Remote learning has been an adjustment from the usual classroom teaching style that Kenya Jackson, fifth-grade teacher at Legacy Charter Academy, has gotten used to in the last eight years at her school. However, she has come to enjoy incorporating technology into the way she teaches, including hosting engaging Google Meets sessions with her students every Monday and Friday.

“Attending a Google Meet session with Mrs. Jackson is so much fun,” said Dana Petz, dean of upper elementary at Legacy. “The lessons she teaches and the games she plays have led to over half of her class jumping on for her sessions. She never skipped a beat in the transition from classroom instruction to remote learning. Scholars are still learning, growing, and interacting with others while enjoying themselves.”

Within three weeks, Mrs. Jackson went from having five students join her sessions to now 15 logging on to participate. She facilitates games in the meetings and even sends prizes, like Pokémon cards, coloring sets, lip gloss, nail polish, and Legos, in the mail to students that make it a point to participate weekly.

Her class has played academic vocab hangman, scavenger hunts, Heads Up!, brainteasers, and other fun games at the beginning of meetings to warm up. She tries to do something different each time to keep her kids engaged before addressing any questions her students have about their work. If they have extra time at the end, she gives them the option to leave early or play another game. “They never leave,” said Mrs. Jackson. “They always want to stick around and play another game.”

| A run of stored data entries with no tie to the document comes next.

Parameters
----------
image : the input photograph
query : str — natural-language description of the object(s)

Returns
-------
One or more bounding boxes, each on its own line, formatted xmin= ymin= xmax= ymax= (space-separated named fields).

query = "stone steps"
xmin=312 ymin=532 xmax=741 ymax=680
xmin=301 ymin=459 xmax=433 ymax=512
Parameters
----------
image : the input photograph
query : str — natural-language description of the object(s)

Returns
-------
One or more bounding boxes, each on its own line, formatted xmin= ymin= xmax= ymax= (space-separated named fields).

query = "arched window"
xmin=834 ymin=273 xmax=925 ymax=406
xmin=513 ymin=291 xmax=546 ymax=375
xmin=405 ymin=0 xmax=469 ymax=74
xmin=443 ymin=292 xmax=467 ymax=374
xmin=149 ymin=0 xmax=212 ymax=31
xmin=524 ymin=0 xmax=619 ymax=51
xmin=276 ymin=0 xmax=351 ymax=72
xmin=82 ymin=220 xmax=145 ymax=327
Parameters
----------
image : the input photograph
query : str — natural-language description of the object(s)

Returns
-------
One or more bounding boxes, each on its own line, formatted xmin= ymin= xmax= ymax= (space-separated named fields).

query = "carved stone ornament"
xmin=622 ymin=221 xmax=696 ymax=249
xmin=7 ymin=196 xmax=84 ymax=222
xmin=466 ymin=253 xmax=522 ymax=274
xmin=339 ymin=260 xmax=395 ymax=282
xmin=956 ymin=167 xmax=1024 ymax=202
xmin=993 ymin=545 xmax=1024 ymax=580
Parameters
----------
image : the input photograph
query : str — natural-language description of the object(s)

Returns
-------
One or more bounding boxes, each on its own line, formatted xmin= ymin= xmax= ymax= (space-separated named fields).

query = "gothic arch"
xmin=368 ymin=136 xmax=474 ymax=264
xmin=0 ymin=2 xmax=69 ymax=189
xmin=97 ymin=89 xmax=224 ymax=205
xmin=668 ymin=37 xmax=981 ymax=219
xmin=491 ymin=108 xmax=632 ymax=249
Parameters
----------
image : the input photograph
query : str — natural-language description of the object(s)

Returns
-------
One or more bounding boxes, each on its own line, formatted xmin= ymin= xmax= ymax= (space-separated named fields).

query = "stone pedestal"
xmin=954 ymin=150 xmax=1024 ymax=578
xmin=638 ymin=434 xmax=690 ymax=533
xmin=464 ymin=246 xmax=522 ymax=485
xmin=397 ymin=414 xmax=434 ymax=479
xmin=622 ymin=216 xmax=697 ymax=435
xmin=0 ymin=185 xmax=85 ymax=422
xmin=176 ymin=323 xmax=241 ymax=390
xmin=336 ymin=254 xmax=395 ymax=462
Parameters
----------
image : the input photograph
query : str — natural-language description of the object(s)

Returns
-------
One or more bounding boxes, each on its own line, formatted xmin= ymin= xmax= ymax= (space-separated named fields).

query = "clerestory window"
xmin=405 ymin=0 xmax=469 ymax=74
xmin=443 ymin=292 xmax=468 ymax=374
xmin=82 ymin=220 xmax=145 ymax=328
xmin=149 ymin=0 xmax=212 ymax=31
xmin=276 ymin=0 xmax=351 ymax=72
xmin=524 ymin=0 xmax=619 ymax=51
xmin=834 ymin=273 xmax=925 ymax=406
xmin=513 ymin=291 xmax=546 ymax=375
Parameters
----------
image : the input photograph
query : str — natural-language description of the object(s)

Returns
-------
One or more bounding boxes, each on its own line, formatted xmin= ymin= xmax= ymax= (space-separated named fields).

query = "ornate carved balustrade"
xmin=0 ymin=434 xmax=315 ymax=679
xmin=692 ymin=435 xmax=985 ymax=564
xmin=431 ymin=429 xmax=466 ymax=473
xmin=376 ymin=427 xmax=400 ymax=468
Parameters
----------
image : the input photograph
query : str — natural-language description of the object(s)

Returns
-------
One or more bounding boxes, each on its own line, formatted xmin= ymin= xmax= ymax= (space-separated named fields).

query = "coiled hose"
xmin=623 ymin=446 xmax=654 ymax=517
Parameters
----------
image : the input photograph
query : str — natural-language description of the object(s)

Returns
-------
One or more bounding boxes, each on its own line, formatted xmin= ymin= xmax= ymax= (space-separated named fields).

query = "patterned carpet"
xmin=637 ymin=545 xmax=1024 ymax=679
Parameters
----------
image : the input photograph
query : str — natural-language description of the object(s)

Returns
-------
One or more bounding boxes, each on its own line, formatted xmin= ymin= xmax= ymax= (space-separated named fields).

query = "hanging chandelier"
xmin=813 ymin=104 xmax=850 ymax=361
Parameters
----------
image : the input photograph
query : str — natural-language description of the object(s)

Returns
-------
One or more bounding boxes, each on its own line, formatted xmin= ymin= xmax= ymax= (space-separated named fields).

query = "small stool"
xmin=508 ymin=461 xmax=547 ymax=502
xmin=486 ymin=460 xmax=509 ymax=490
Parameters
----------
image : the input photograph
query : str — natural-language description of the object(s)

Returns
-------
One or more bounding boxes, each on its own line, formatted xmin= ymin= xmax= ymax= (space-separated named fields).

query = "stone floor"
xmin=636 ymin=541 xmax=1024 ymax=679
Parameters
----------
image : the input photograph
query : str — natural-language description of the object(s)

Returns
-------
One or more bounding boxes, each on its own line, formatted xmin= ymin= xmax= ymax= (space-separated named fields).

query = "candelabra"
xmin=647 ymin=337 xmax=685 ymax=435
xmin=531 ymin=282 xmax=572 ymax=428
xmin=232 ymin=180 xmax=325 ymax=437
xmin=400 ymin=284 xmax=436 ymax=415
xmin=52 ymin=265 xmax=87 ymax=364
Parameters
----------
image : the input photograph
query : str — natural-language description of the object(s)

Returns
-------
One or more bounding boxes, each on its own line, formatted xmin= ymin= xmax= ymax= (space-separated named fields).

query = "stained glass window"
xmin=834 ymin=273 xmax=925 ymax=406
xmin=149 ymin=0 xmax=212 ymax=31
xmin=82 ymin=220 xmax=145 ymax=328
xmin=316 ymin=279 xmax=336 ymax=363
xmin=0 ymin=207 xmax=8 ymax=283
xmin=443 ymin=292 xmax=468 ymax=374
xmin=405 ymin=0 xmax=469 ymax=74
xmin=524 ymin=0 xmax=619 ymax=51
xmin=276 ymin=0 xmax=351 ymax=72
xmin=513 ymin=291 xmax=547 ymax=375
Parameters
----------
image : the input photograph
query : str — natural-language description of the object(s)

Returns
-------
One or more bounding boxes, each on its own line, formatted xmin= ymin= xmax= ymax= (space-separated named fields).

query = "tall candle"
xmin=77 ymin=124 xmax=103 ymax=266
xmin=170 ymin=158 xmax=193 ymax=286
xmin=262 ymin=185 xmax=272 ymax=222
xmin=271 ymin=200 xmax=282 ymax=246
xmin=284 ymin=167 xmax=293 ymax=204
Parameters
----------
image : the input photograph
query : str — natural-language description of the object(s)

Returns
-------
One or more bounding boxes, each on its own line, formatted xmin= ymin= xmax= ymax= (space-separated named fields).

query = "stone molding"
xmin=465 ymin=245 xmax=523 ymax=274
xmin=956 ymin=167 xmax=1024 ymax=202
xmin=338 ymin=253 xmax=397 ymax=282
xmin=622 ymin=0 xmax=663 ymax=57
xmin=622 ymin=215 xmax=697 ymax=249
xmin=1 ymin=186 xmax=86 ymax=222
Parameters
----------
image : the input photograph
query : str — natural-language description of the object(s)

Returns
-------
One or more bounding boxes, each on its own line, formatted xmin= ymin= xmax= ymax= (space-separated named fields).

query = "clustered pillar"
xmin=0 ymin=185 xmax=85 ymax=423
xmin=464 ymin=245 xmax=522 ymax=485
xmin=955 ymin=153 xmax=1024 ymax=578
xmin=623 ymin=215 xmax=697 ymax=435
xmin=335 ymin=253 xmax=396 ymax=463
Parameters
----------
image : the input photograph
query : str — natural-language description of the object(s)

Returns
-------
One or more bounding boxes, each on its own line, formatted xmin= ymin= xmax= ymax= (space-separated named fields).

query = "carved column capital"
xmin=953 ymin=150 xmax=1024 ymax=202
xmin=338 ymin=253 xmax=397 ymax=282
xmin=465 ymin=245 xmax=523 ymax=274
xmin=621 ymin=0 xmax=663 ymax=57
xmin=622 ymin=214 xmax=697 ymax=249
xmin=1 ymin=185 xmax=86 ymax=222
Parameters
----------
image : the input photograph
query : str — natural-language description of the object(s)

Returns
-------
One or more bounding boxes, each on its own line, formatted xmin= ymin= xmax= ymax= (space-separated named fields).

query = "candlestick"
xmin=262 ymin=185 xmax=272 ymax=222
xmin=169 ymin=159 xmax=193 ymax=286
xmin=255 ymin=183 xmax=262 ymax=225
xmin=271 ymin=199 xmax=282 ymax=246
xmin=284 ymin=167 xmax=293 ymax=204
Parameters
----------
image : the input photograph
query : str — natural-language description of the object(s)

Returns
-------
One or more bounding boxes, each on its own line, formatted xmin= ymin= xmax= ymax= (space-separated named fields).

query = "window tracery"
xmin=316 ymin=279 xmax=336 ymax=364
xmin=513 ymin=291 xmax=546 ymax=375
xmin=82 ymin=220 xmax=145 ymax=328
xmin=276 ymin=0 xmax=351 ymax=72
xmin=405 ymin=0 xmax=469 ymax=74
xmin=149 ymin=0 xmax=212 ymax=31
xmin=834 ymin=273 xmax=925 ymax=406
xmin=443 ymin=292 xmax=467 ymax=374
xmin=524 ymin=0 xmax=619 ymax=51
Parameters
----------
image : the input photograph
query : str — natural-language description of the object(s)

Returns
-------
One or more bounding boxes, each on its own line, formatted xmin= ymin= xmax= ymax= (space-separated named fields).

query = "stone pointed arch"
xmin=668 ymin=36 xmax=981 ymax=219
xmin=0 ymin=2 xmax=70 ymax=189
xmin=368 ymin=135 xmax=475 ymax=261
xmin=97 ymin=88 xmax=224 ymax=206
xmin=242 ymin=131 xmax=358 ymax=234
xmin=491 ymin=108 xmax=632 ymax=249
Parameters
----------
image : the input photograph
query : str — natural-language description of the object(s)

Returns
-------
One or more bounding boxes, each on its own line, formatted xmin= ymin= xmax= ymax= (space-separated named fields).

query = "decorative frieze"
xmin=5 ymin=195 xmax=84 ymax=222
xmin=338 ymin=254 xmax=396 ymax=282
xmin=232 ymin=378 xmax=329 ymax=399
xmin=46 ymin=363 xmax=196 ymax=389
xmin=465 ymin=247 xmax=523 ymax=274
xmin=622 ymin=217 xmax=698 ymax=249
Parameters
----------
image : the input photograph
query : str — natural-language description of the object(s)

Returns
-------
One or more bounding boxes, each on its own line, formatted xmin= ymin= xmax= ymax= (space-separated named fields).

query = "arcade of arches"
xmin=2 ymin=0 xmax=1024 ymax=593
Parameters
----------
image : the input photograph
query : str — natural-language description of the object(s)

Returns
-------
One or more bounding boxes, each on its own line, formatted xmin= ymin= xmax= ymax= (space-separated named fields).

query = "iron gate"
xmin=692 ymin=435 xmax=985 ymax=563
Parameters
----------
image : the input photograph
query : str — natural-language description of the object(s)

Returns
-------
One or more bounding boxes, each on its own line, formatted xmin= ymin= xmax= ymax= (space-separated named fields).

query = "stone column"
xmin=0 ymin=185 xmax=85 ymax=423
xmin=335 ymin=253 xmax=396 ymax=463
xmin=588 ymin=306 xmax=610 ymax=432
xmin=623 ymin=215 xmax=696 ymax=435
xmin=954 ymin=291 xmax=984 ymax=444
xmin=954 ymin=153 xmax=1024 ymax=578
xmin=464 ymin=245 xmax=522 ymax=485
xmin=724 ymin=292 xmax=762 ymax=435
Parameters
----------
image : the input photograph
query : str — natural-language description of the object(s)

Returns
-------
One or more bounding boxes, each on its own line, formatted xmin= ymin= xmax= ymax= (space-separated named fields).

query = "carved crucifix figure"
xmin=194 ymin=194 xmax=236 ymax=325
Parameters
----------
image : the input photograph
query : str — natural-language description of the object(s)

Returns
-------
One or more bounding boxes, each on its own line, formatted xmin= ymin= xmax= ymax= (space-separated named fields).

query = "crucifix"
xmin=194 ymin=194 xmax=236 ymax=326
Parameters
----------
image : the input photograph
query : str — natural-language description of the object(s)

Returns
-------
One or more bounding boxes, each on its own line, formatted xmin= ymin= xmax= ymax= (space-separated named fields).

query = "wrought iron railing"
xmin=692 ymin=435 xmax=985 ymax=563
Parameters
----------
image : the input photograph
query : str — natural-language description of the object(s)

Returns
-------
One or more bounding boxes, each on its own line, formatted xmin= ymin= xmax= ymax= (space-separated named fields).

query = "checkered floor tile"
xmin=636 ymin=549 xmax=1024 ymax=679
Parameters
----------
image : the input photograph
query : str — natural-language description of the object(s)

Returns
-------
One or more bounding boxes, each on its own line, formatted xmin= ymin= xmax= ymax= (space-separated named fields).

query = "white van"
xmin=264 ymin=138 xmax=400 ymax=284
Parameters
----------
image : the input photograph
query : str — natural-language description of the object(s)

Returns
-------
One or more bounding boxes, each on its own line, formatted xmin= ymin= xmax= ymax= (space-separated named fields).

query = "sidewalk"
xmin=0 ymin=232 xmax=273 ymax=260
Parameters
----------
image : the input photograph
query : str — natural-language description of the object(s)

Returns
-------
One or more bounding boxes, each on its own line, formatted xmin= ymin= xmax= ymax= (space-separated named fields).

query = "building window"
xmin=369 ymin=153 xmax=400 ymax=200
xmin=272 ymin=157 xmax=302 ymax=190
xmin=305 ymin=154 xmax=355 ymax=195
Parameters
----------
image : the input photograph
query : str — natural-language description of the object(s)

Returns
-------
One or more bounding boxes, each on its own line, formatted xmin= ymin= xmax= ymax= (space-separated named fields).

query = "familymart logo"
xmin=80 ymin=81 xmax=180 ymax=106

Mrs. Jackson keeps her students actively engaged by communicating often, staying connected, finding activities to get them to log on, and keeping the learning going. “I know firsthand that if you don’t use it, you’ll lose it. So I make sure to keep something in front of them to keep them engaged,” she said. “They’ve worked so hard this school year. I’d hate for them to lose everything they’ve worked so hard to learn.”

In one of her sessions, Mrs. Jackson recently held a drawing for two tickets to Sea Life Michigan Aquarium, which coincided with their virtual field trip to SeaQuest, an interactive aquarium and petting zoo. The class watched two videos as part of the field trip, one about a sloth and one about Octavia the Giant Pacific Octopus.

After each video, Mrs. Jackson asked her students specific questions about the topic and asked each student to share one thing they learned. The students were actively engaged and quickly answered her questions.

Prior to the field trip, Mrs. Jackson shared some rules, including muting mics, staying out of the chat box, and unmuting to answer a question. Mrs. Jackson mentioned that there is a lot going on when students are on a video chat, but it’s like classroom culture when everyone is muted and they unmute to address a question.

Keep up the great work, Mrs. Jackson!